Our first question comes from Brian Corales with Howard Weil.

Brian Michael Corales - Howard Weil

Analyst · Howard Weil

Good morning, guys. Floyd, you kind of touched on, I guess, the enhanced completions and different techniques used in the Bakken. Can you maybe comment on have sand concentrations increased or have you all tested diverters? Can you maybe elaborate a little bit? Floyd C. Wilson - Halcón Resources Corp.: Yes. And it's yes to both of your thoughts there. I would say between 2013 and the beginning of 2016, most of our frac jobs have been in the 400, maybe a few 500 pound per linear foot range. We have been running diverters and we have been using higher sand concentrations 700 pounds, 800 pounds. We're seeing some dramatic changes, but as is our normal pattern, we like to see quite a few months of production to see if we're really on a different track rather than just a slight acceleration on the front part of the decline curve. But some of our great offset operators in these areas are using some of the same current steps and having good success. So, yes, we're looking at those and employing those as we speak.

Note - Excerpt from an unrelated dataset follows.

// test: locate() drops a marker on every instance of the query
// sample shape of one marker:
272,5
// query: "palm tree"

Brian Michael Corales - Howard Weil

Analyst · Howard Weil

And the Williams County, the Southeast area you're completing, I'm assuming are you all testing some of those as well? Floyd C. Wilson - Halcón Resources Corp.: It would be idiotic if we weren't.

Brian Michael Corales - Howard Weil

Analyst · Howard Weil

Fair enough. And then one on – in El Halcón, I guess with what you have seen, I mean would you kind of just maybe do a test pad or I guess a test run for some of the new completion things that you're seeing from neighbors? Floyd C. Wilson - Halcón Resources Corp.: I'm actually quite anxious to do that. We don't have a plan for that right now. We're taking our cue from the strip and right now it's not that exciting to drill out and test things. And I don't believe that growth is quite the mode that we want to be in right now. We'll do it when we do it like always. We won't talk about it. We'll just do it and make sure we have results. And then when we report them on a quarterly – at some quarter when they're mature enough to even suggest there's something new there. But I can tell you that the early evidence from several months of production on some of the people that do have rigs running there are quite attractive. You're finding that the IPs are not necessarily a lot higher but the 90-day decline rates are much lower. And if that holds even longer, you've got quite a – actually it's s step change in economics for that area. You could take wells up by 20%, 30%, 40% in times depending on what area that you're in. So, it's quite an interesting thing. But we're still thinking that the oil price needs to be a little bit higher to really commit. As you know Brian, when you're drilling in these kinds of areas, wherever they are in these shale plays, you have to commit for some length of time, rigs and frac and personnel to do a good job. And we're not quite ready to do that yet. But we're doing all the analytical work hour by hour and it looks very, very interesting.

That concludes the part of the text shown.